Today my worry came to a head. After several days of not feeling the side ache pain that I had been having, I woke up this morning feeling it stronger than ever. When I pushed around on my abdomen it felt very tender. I called my
OB's office and left a message for the nurse. It took her a bit to call me back and I started to worry she might not call until the end of the day. I made the girls some lunch and just waited. All the while analyzing every possible thing that could be causing my side cramp. Before I could think of anything too terrible the phone rang and I had an appointment at 1pm. It was 12:15.

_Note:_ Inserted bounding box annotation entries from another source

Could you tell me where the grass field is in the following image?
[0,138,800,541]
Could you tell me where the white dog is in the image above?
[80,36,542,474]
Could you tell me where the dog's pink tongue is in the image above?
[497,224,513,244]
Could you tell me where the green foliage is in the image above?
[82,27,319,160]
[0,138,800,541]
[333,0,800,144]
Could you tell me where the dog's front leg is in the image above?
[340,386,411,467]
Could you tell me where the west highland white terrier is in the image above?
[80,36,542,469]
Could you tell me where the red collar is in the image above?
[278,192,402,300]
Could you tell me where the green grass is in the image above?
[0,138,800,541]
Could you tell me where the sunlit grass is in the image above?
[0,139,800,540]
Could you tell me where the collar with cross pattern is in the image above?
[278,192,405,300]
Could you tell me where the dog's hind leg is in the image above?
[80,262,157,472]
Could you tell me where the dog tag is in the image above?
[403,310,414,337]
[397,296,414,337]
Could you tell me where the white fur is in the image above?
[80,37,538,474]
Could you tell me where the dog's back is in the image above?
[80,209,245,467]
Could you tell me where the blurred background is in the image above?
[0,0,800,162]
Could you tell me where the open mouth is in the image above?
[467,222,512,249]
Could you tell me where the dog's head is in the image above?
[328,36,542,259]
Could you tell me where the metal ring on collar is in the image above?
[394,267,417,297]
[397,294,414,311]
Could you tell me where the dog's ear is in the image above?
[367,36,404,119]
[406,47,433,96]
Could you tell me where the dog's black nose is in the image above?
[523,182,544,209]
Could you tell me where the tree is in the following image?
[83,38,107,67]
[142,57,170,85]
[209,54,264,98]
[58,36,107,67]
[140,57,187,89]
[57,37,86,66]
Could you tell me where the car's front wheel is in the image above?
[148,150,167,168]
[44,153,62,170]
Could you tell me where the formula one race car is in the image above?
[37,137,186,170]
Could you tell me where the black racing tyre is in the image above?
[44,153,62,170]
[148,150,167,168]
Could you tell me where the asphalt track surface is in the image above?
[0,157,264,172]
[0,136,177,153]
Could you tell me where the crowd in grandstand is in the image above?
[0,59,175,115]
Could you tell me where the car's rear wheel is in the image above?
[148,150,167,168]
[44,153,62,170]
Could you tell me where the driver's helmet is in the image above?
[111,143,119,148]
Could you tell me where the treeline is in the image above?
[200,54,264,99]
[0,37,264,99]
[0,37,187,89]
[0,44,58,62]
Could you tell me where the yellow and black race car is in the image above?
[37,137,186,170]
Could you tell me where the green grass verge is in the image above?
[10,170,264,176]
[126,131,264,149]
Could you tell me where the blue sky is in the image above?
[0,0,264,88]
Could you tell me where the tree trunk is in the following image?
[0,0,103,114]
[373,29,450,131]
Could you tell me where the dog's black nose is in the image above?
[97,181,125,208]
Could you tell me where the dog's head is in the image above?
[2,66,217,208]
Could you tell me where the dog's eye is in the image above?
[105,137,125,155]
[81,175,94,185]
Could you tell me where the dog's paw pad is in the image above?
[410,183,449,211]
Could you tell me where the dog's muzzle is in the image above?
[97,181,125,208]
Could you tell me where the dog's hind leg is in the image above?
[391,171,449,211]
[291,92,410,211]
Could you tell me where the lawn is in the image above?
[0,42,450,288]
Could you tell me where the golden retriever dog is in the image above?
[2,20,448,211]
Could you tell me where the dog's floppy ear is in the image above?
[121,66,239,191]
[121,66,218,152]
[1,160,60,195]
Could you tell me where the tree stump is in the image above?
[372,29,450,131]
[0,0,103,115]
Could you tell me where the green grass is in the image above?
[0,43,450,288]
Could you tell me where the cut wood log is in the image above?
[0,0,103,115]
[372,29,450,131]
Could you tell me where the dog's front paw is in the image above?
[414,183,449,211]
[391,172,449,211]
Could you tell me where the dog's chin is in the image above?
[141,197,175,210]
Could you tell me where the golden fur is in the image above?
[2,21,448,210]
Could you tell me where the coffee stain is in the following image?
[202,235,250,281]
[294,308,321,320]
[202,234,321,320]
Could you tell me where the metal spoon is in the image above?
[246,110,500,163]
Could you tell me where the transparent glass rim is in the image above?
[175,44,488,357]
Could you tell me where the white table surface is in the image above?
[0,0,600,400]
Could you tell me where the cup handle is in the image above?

I hurried the girls through their lunch and whisked them off to my Mom's house. Luckily we live in a small town and I was there on time no problem. I filled out the standard stack of new paperwork and waited in the lobby for what seemed like forever. By the time they called me back into the exam room I was feeling nervous. I kept second guessing myself. I wondered if maybe I
should've just waited. Bottom line, I didn't want to hear any bad news.
The second my Doctor came in I felt at ease. He was so friendly and upbeat. He assured me he would do an ultrasound. The second the screen came on it was clear that everything was okay with the baby. I could see the sac right away. He zoomed in and at 6 weeks 1 day the little heart was beating fast and strong. He found the baby no problem right in the uterus where he/she should be. Whew. The relief brought tears to my eyes. It turns out I have a very small cyst on my ovary. Nothing to worry about at all. I never claimed to have a high tolerance for pain.
Aside from the fact that I now know things are progressing, there is another reason that I am so glad I went today. My Doctor was concerned about my thyroid levels. The last time I had them checked was the beginning of the year and they were normal, but he still wanted them ran again. He said my goiter is "huge" and needs to be shrunk. I'm glad I had all my blood work done today vs. three weeks from now. I'll know the results in just a couple of days.
So, I left the office completely different then I arrived. Relaxed and with a picture of our new little Jelly Bean in hand. For some reason I can't scan it right, but you really can see the baby. The girls love it and I think it makes it that much more real to them. Me too.